E’ una donna vecchia e brutta che si sottopone a una faticosa cosmesi strappando il sorriso alle ancelle.

Lo specchio della toeletta in cui si rimira le rimanda una fisionomia non esaltante, ma la donna, piena di sé, non la percepisce come tale. Invano si fa infilare una piuma nei capelli, inutilmente una serva le intreccia i capelli grigi con nastri colorati, inutilmente ricorre ad ampolle di profumi e ridicolmente stringe fra le dita dei fiori recisi come una fanciulla vezzosa.

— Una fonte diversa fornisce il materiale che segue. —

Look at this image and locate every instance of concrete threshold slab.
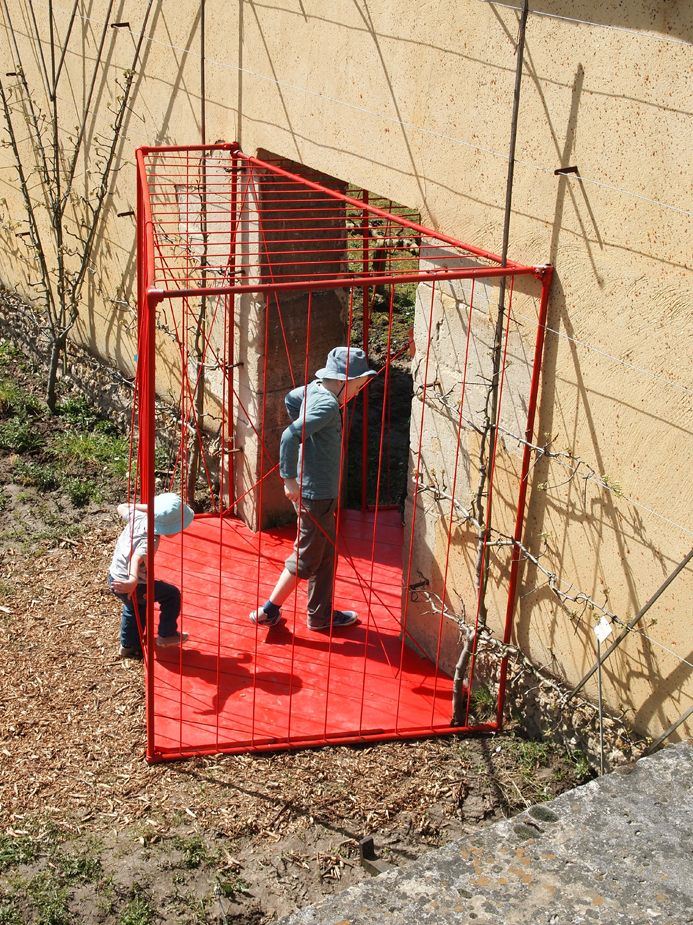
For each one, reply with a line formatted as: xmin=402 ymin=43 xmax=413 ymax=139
xmin=279 ymin=743 xmax=693 ymax=925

In realtà la raffigurazione di una rosa, ormai sfiorita, che si riflette nello specchio, indica la caducità della vita, l’avvizzire della carne e della bellezza fisica.

Un ulteriore accento ironico nel contesto del quadro è introdotto dalla presenza di fiori d’arancio, attributo consueto delle spose, ma ormai anacronistico.

Tutti questi segni di bellezza si tramutano paradossalmente in simboli di caducità e di apparenze fugaci ed effimere. E’ lo stesso patetico atteggiamento della persona anziana che, per ottusa vanagloria, adotta mode e modi giovanilistici precipitando nella ridicolaggine. (F. M.)